You're horrified to notice at performances dramatic
A row of so-called critics, knowing nothing of the play;
You mean to make essential an acquaintance with the Attic,
In all allowed to comment on the drama of to-day.
With ample stock of history and other knowledge, clearly,
The man who writes on politics must show himself supplied,
The taste of all reviewers will be criticised severely,
The Sporting Sage must qualify in papers on Ruff's Guide.
No doubt your plan is laudable, but then we find it printed
That novelists to manage all the scheme will be allowed,
And since they love reviewers not, it may, perhaps, be hinted,
That every man alive of us is certain to be ploughed!

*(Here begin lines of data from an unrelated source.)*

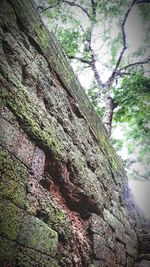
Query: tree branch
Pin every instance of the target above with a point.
(124, 44)
(142, 2)
(77, 5)
(42, 9)
(142, 62)
(86, 61)
(67, 2)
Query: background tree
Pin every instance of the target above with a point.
(97, 38)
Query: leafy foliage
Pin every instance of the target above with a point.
(94, 33)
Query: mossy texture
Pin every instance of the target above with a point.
(13, 178)
(35, 234)
(10, 219)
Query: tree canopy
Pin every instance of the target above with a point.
(108, 44)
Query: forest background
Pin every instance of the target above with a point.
(108, 46)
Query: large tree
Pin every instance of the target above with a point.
(108, 44)
(95, 33)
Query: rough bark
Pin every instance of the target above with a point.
(64, 198)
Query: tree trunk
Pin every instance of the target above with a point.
(108, 115)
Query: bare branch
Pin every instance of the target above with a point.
(142, 2)
(142, 62)
(77, 5)
(43, 9)
(86, 61)
(124, 44)
(67, 2)
(94, 6)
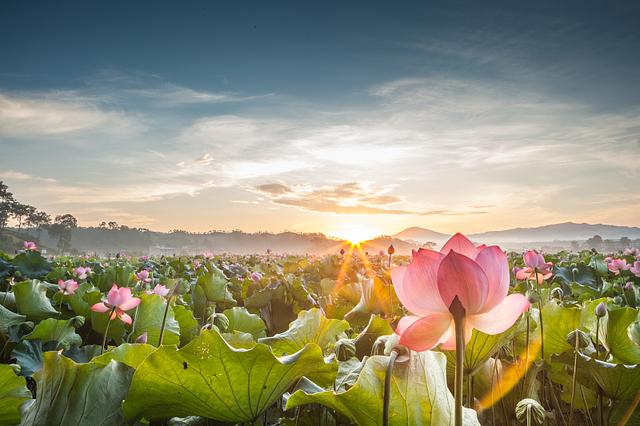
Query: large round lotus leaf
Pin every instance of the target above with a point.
(617, 338)
(63, 332)
(558, 321)
(419, 394)
(13, 393)
(31, 264)
(148, 318)
(188, 324)
(32, 300)
(242, 320)
(310, 327)
(209, 378)
(78, 394)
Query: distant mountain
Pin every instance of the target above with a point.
(421, 235)
(568, 231)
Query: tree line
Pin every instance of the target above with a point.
(28, 217)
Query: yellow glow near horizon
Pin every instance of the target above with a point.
(355, 233)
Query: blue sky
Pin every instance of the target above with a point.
(323, 116)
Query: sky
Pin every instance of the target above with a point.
(323, 116)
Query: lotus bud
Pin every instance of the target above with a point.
(221, 321)
(557, 292)
(77, 322)
(142, 338)
(530, 409)
(533, 297)
(345, 349)
(634, 332)
(583, 340)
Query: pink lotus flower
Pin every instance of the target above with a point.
(67, 287)
(143, 276)
(160, 290)
(118, 301)
(477, 276)
(617, 265)
(82, 272)
(535, 265)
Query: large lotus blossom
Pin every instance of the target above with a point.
(477, 276)
(160, 290)
(118, 301)
(143, 276)
(617, 265)
(82, 272)
(535, 266)
(67, 287)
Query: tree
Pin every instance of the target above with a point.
(6, 204)
(21, 211)
(62, 228)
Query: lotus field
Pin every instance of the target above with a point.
(465, 335)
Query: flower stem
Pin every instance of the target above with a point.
(164, 320)
(387, 388)
(106, 331)
(458, 312)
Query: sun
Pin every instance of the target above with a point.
(355, 234)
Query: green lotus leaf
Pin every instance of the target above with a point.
(61, 331)
(376, 327)
(131, 354)
(310, 327)
(419, 394)
(148, 318)
(482, 346)
(216, 381)
(13, 393)
(558, 322)
(188, 324)
(617, 339)
(32, 300)
(242, 320)
(617, 381)
(583, 275)
(78, 394)
(9, 318)
(31, 264)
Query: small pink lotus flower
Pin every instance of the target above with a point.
(67, 287)
(82, 272)
(477, 276)
(617, 265)
(159, 289)
(118, 301)
(535, 265)
(143, 276)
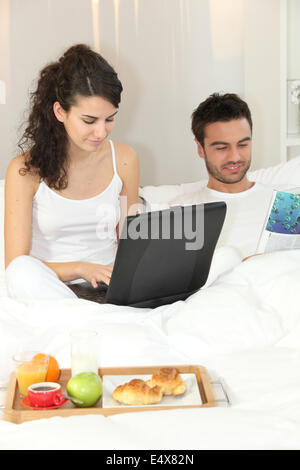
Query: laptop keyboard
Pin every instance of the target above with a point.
(85, 290)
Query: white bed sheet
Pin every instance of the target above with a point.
(244, 326)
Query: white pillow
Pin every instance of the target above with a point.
(287, 173)
(1, 225)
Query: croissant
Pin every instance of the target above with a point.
(169, 379)
(137, 392)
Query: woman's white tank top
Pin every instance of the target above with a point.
(65, 230)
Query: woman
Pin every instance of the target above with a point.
(62, 194)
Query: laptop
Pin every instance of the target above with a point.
(162, 257)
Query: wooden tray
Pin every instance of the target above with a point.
(15, 412)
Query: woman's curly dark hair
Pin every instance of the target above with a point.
(79, 72)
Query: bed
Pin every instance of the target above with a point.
(243, 327)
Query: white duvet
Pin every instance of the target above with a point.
(243, 326)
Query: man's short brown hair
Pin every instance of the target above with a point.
(216, 108)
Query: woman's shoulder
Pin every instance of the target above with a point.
(125, 154)
(18, 173)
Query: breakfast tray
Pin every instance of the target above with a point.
(15, 412)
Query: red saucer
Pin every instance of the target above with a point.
(25, 402)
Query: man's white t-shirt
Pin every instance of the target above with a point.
(245, 216)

Moreover, on reflection, quite excusably one fancies
That, if so great advantage in the system you discern,
Its use should be extended to the weavers of romances,
And you and other novelists should suffer in your turn!
And so, if we may venture on a practical suggestion,
Assuming that your postulate's indubitably true,
And all should be examined—there must yet remain the question,
Custodes quis custodiet?—For who'll examine you?
Wines or Mines?—Mrs. R. has on several occasions heard gentlemen talking of "passing the Rubicon," and she wants to know whether this is a Bill in Parliament about the Ruby Mines, or whether it is a modern expression for what was many years ago, as she was informed by her grandfather, a slang after-dinner phrase—"Pass the Ruby," i.e., the wine?